Holdout Dataset Provenance
The initial curated set is stored at:
data/demo/analyst_prelabels_demo.csv
| Attribute | Value |
|---|---|
| Vessel count | 60 |
| Regions | singapore (20), middleeast (20), europe (20) |
| Class breakdown | ~30 suspected-positive, ~10 uncertain, ~15 analyst-negative |
| Evidence window | 2025-09 through 2025-11 |
| Version | v1.0 |
The demo CSV is a portable fixture for development and testing. Operational pre-labels reside in the analyst_prelabels DuckDB table (persisted in data/processed/mpol.duckdb).
To load the demo set into the database:
import duckdb, csv
con = duckdb.connect("data/processed/mpol.duckdb")
with open("data/demo/analyst_prelabels_demo.csv") as f:
rows = list(csv.DictReader(f))
for row in rows:
con.execute(
"INSERT INTO analyst_prelabels "
"(mmsi, imo, pre_label, confidence_tier, region, evidence_notes, "
" source_urls_json, analyst_id, evidence_timestamp) "
"VALUES (?, ?, ?, ?, ?, ?, ?, ?, ?)",
[row["mmsi"], row.get("imo"), row["pre_label"], row["confidence_tier"],
row.get("region"), row.get("evidence_notes"), row.get("source_urls"),
row["analyst_id"], row["evidence_timestamp"]],
)
con.close()
Review Cadence
| Frequency | Action |
|---|---|
| Monthly | Review all uncertain labels; upgrade to suspected-positive or analyst-negative where evidence has developed |
| Monthly | Check suspected-positive labels against updated sanctions lists; convert to confirmed backtest labels if publicly confirmed |
| Quarterly | Full holdout set audit: verify evidence links still resolve, update confidence tiers, remove stale entries |
| Triggered | When a vessel in the holdout set appears on a public sanctions list, immediately reclassify and flag for retrospective analysis |
Assigned: The analyst who created the label is responsible for the monthly review. The senior analyst covers labels where the original analyst is unavailable.
Versioning
When significant changes are made to the holdout set (new entries, confidence upgrades, reclassifications):
- Export the current state to a versioned CSV:
data/demo/analyst_prelabels_v{N}.csv - Record the manifest entry in
data/processed/prelabel_manifest.json(auto-generated byscripts/run_prelabel_evaluation.py) - Commit the versioned CSV under
data/demo/with a descriptive message
Running the Pre-Label Evaluation
Against the demo CSV:
uv run python -m src.score.prelabel_evaluation \
--watchlist data/processed/candidate_watchlist.parquet \
--prelabels-csv data/demo/analyst_prelabels_demo.csv \
--output data/processed/prelabel_evaluation.json \
--end-date 2025-11-15 \
--min-confidence-tier medium \
--review-capacities 25,50,100
Against the database:
uv run python -m src.score.prelabel_evaluation \
--watchlist data/processed/candidate_watchlist.parquet \
--db data/processed/mpol.duckdb \
--output data/processed/prelabel_evaluation.json \
--end-date 2025-11-15 \
--region singapore \
--min-confidence-tier medium \
--review-capacities 25,50,100
Disagreement Analysis
The evaluation report includes a disagreement section highlighting cases where the model and analyst diverge:
model_high_analyst_negative: Vessels the model scored ≥ threshold that the analyst cleared. Review these to identify model false positives that may warrant feature adjustment.model_low_analyst_positive: Vessels the analyst suspects but the model ranked low. These are high-value misses — review signals and consider feature uplift.

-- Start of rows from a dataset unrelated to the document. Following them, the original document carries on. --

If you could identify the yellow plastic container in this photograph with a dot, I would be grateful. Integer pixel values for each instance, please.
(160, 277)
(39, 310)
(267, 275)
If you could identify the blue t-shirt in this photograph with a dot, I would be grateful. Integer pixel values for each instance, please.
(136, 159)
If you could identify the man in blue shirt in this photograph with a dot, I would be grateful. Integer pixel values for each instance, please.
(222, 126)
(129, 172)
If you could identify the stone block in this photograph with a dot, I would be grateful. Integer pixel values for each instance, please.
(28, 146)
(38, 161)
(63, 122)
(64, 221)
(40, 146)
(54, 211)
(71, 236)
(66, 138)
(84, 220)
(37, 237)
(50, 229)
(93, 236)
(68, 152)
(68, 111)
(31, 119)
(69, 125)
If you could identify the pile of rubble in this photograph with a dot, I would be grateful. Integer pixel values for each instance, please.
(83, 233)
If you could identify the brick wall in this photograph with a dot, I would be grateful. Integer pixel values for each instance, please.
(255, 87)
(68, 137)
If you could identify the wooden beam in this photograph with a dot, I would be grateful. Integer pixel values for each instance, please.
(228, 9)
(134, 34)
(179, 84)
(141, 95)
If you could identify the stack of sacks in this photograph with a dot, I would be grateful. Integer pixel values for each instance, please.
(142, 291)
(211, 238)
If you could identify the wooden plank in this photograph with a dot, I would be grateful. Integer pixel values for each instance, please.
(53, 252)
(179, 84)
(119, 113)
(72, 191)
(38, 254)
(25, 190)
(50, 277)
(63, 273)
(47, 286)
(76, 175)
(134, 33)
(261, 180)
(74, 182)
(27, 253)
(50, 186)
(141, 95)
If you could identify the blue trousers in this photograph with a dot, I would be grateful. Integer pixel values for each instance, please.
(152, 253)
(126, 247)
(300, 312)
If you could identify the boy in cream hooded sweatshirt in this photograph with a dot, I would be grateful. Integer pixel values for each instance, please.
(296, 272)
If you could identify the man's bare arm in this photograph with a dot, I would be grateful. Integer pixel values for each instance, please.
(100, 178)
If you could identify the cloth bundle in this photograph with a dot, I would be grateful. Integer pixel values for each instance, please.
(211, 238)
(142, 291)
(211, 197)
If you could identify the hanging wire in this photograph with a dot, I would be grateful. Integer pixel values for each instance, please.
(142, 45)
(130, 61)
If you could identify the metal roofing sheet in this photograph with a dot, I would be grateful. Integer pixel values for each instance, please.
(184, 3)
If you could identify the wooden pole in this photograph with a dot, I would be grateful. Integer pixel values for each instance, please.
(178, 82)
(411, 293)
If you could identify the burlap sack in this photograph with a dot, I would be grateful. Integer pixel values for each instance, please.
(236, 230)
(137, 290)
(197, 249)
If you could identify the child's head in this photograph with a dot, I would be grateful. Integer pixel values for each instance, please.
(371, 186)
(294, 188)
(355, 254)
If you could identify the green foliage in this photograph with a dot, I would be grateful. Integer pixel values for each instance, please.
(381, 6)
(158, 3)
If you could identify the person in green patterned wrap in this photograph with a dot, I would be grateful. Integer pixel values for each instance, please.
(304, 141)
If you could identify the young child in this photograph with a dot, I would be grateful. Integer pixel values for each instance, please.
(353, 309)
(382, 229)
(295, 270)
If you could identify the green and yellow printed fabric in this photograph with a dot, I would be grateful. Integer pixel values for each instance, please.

The disagreement threshold defaults to the best-F1 threshold on the labeled set. Override with --disagreement-threshold.
Integration with Public-Data Backtest
The pre-label evaluation is a separate reporting slice from the public-label backtest. Do not merge the two:
| Slice | Label source | Purpose |
|---|---|---|
| Public-label backtest | OFAC / UN / EU sanctions | Measures confirmed-case recall; lagging indicator |
| Pre-label holdout | Analyst curation | Measures early-detection precision; leading indicator |
Run both and compare. If the public-label backtest is strong but the pre-label precision is low, the model is detecting known entities but missing novel evasion patterns.